Em 12 de junho de 2020 foi publicada no Diário Oficial da União a Lei nº 14.010, de 10 de junho de 2020, cujo objeto é o estabelecimento de um Regime Jurídico Emergencial e Transitório das relações jurídicas de Direito Privado (“RJET”), após tramitação no Congresso e sua sanção pelo Presidente da República, com alguns importantes vetos.
O presente artigo não tratará dos vetos, mas visa apenas trazer um panorama das principais matérias tratadas na Lei e seus impactos nas relações de direito privado.
Antes de adentrar nas questões mais técnicas, destaca-se que a Lei, como descrito no artigo primeiro, é transitória e, portanto, regula apenas as relações nela tratadas enquanto o país se encontrar em período de pandemia. Nessa linha, não altera ou revoga as leis cuja aplicação foi suspensa pelo Regime Transitório, que permanecerão em pleno vigor após o período estabelecido (artigo segundo). E a própria Lei estabelece os termos inicial e final dos efeitos da pandemia – respectivamente, 20 de março de 2020, data em que publicado o Decreto Legislativo nº 6 pelo Congresso Nacional, que reconhece o estado de emergência pública causado pela pandemia (artigo primeiro, parágrafo único), e 30 de outubro de 2020.
Sobre os efeitos do Regime às relações privadas, no Capítulo II, a Lei, em seu artigo terceiro, trata das hipóteses de suspensão ou impedimento da prescrição e decadência, estabelecendo que os prazos prescricionais estão suspensos ou impedidos, conforme o caso, desde a entrada em vigor da Lei (ou seja, 12 de junho de 2020) até 30 de outubro de 2020. E, mais adiante, esclarece que a suspensão ou impedimento também se aplica aos prazos decadenciais, o que, como regra geral, não é admitido pelo Código Civil (artigo 207).

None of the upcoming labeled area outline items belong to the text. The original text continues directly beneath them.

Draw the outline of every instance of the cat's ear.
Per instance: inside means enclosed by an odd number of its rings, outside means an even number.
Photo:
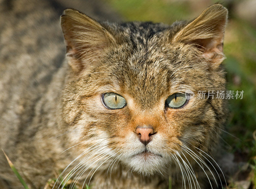
[[[227,19],[227,9],[221,4],[213,4],[179,32],[172,41],[194,44],[216,67],[225,59],[223,40]]]
[[[60,22],[67,57],[75,71],[94,66],[104,50],[115,42],[114,38],[106,28],[76,10],[64,11]]]

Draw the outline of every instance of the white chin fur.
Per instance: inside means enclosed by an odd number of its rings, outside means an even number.
[[[127,158],[126,164],[133,171],[145,175],[159,173],[166,167],[166,162],[163,158],[153,154],[140,154]]]

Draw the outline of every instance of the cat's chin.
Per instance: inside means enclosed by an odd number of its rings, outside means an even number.
[[[145,175],[159,172],[166,167],[166,162],[160,154],[144,152],[133,155],[127,163],[133,170]]]

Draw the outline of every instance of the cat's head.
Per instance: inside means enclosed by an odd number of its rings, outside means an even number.
[[[217,4],[171,26],[100,23],[65,11],[70,69],[62,116],[83,163],[105,169],[120,161],[150,174],[190,149],[211,150],[225,119],[224,102],[197,94],[225,90],[220,65],[227,17]],[[187,99],[188,90],[194,98]]]

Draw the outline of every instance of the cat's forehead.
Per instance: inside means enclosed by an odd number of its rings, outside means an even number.
[[[136,50],[123,48],[115,58],[110,59],[108,64],[114,83],[122,93],[129,94],[143,108],[148,109],[170,94],[174,85],[175,92],[180,91],[186,80],[182,76],[188,70],[183,68],[187,63],[178,65],[171,54],[155,47],[145,46]]]

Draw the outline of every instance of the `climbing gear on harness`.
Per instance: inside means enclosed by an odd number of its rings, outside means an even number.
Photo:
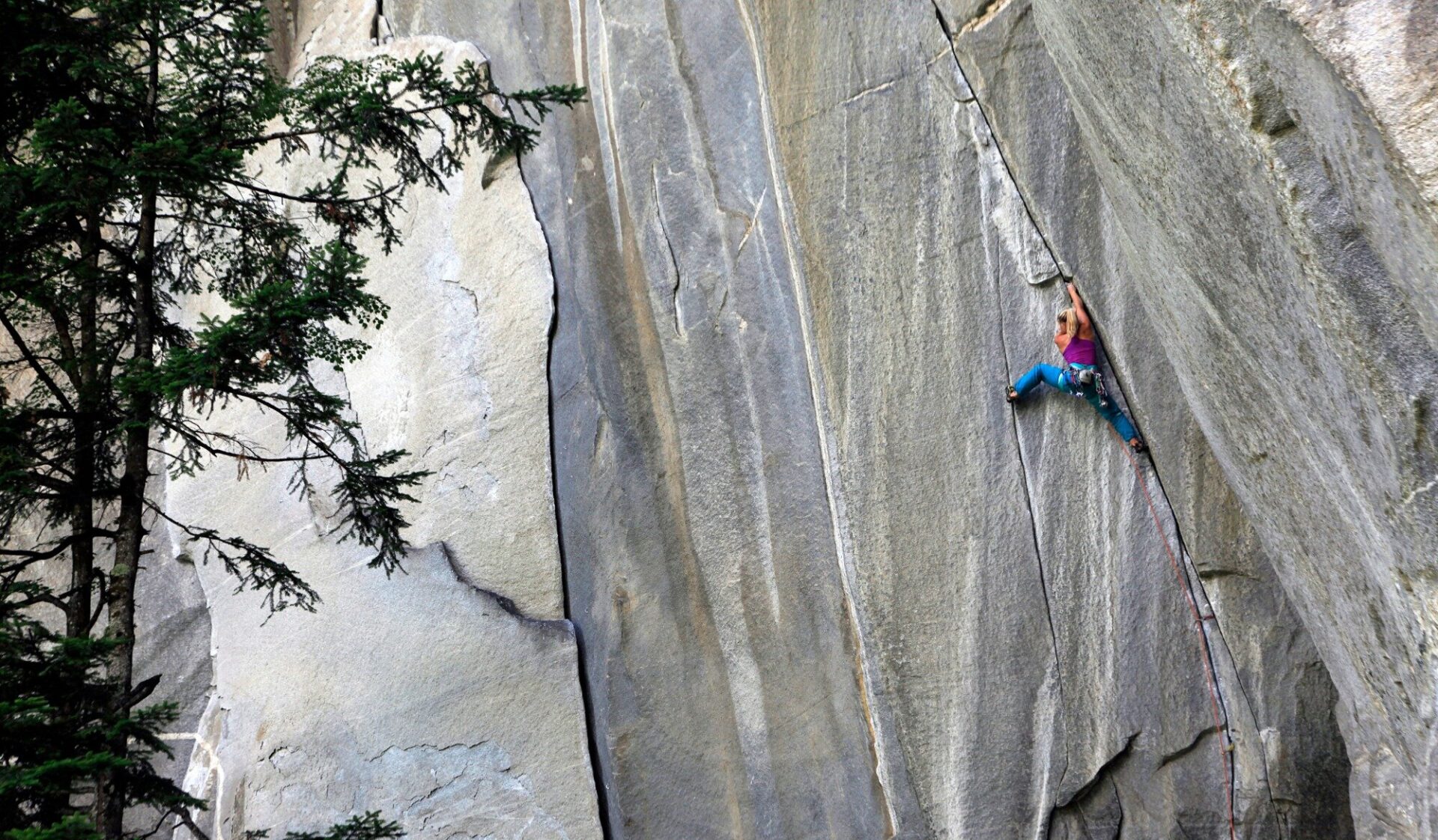
[[[1068,393],[1074,397],[1083,397],[1093,391],[1099,394],[1099,401],[1103,406],[1109,404],[1109,390],[1103,385],[1103,374],[1099,373],[1097,367],[1064,361],[1064,381],[1068,383]]]
[[[1123,439],[1119,437],[1117,432],[1113,432],[1114,440],[1120,444]],[[1208,631],[1204,629],[1205,618],[1214,618],[1212,611],[1201,613],[1198,608],[1198,600],[1194,597],[1192,584],[1189,584],[1188,577],[1183,575],[1183,570],[1179,567],[1178,555],[1169,547],[1168,535],[1163,532],[1163,524],[1159,521],[1159,511],[1153,505],[1153,496],[1149,493],[1149,483],[1143,480],[1143,470],[1139,467],[1139,462],[1135,460],[1129,447],[1123,447],[1125,455],[1129,456],[1129,463],[1133,465],[1133,478],[1139,482],[1139,489],[1143,490],[1143,501],[1149,505],[1149,515],[1153,516],[1153,526],[1159,532],[1159,539],[1163,541],[1163,551],[1169,555],[1169,564],[1173,565],[1173,574],[1178,575],[1179,587],[1183,590],[1183,598],[1188,601],[1188,610],[1194,617],[1194,629],[1198,630],[1198,644],[1204,657],[1204,679],[1208,682],[1208,699],[1214,708],[1214,731],[1218,734],[1218,761],[1224,770],[1224,794],[1228,797],[1228,839],[1238,840],[1238,826],[1234,820],[1234,785],[1237,778],[1232,767],[1232,752],[1234,752],[1234,732],[1228,726],[1228,719],[1219,713],[1219,695],[1218,695],[1218,675],[1214,667],[1214,653],[1208,646]],[[1182,549],[1182,544],[1179,544]]]

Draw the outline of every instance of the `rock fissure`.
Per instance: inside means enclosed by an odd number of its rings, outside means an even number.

Isso significa que, acaso o prazo prescricional ou decadencial devesse ter início no período determinado pela Lei ou estivesse em andamento, deverá considerar, para fins de cômputo do termo final, que seu início foi impedido ou que prazo foi suspenso neste período. Ou seja, o prazo não terá início ou “para” na data da entrada em vigor da Lei e seu cômputo deve ser iniciado ou retomado em 1 de novembro de 2020, conforme o caso.
Do Capítulo III, ao tratar das pessoas jurídicas de Direito Privado, prevê no artigo quinto que as assembleias gerais, incluindo-se as convocadas com inclusão em pauta da destituição de administradores e/ou alteração de estatuto poderão ser realizadas por meio eletrônico, garantindo-se a identificação do participante e a segurança do voto, que poderá ser externado por ele durante a assembleia e terá o mesmo valor legal de uma assinatura presencial.
Como se observa, trata-se de medida bastante salutar, na medida em que a não previsão da possibilidade de realização da assembleia virtual em estatuto, em tese, impediria sua realização. E sua validade, sem o dispositivo legal, poderia ser questionada judicialmente, não conferindo ao ato a segurança jurídica esperada.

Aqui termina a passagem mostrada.